Ten years after it conducted the first survey assessing the wages and living conditions of nearly 200 dairy farmworkers in Vermont, Migrant Justice has launched a larger effort.
In partnership with the Labor Center at UMass Amherst, dairy farm workers have already begun bringing surveys to their peers across Vermont. For the first time, they will also survey workers across New England, said Marita Canedo, program coordinator at Migrant Justice/Justicia Migrante, a nonprofit representing immigrant farmworkers statewide.
Canedo estimated Vermont has about 800-900 migrant workers (not counting their families) and said the survey will focus on them, although other farmworkers who want to participate may also be counted. The organization aims to interview at least 300 workers statewide this time around.
The data collected in June and July of 2014 found nearly half of the 172 dairy farm workers surveyed were paid below the state minimum wage (then $8.73); 40% worked seven days a week with no days off; 30% suffered a workplace injury or work-related illness; and 20% had experienced wage theft.
Regarding living conditions, 30% of the surveyed workers reported overcrowding and 35% said their housing was either in need of major repairs or so substandard that they needed a new home. Many reported not being treated equally to U.S.-born workers, not getting a meal break in seven hours and never getting a pay stub.
“The injustices faced by Vermont dairy farmworkers are often in violation not only of existing labor and housing laws, but more fundamentally of basic human rights principles,” stated the 2015 report on the survey results.
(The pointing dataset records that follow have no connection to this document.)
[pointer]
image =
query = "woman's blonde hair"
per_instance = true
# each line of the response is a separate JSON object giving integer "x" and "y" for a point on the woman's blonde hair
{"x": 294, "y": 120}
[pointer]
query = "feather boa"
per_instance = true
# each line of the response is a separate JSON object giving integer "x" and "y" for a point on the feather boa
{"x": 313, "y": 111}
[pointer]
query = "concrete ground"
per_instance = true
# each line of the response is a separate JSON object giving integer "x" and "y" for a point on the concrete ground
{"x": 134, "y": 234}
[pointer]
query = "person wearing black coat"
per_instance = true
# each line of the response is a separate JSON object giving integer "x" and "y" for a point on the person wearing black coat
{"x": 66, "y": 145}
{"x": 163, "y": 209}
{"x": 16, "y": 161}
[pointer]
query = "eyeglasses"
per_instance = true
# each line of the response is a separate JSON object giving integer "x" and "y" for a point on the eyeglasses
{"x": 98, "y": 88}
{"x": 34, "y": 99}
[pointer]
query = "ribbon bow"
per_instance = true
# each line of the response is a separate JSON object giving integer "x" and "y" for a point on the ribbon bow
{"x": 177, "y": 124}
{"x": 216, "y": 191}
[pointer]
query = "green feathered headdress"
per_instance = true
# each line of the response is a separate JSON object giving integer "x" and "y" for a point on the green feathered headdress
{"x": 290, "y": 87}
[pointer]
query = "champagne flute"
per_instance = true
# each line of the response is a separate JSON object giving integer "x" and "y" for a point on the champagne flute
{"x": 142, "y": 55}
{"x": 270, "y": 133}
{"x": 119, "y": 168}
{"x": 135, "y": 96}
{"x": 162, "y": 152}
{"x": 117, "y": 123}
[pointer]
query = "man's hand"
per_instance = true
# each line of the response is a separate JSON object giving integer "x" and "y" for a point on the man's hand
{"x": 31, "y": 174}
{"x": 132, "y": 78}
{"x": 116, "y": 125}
The goal of this year’s survey, the results of which are expected this fall or by the end of the year, is to reveal what has changed.
Canedo said she is hoping to see some improvement or at least a more comprehensive picture of workers’ lives and conditions at dairy farms.
“I don’t think that there are going to be big changes in vacation pay, sick days or health and safety, or even housing conditions. We know there is a crisis with housing, so I don’t expect to see a lot of changes there but at least I expect to see a better picture now,” she said.
The survey’s farmworker-to-farmworker interview method promotes a higher level of trust, Canedo said, allowing the interview subjects to speak their native language with someone who understands the culture and issues faced at farms.
After its 2014 survey, Migrant Justice launched its Milk with Dignity program, a campaign that promotes fair wages and dignity on farms across the state and has most recently targeted Hannaford, urging the grocery chain to improve conditions on the farms that supply its dairy products.
Migrant Justice also conducted a smaller survey in 2018-2019 looking at the working and living conditions of about 100 farmworkers outside the Milk with Dignity program, in collaboration with Tufts University researchers. The results indicated high rates of workplace injuries and illnesses and a serious lack of safety equipment and training. For example, 85% of workers surveyed reported facing harm from environmental risks such as extreme heat, extreme cold or slippery floors. And 78% of workers reported being hurt or affected by an animal-related risk such as being kicked, unsafe gates or transmissible diseases.
This year’s survey, which began on Feb. 14, will also focus on workers at farms that haven’t joined the Milk with Dignity program. Currently 20% of the state’s dairy farms participate in the program, according to Migrant Justice.
“We know that the farms in the program have higher standards and are paying the state’s minimum wage so we want to see the impact [on] farms outside of the program, if other farms are also improving conditions and have higher wages and other protections,” Canedo said.
The goal is to provide the most comprehensive data to date about working conditions in the Northeast’s dairy industry.
“There’s a lot of excitement to go and visit farms,” Canedo said. “There is a lot of excitement to be able to be talking and bringing all these materials to people, to kind of bring their voices up.”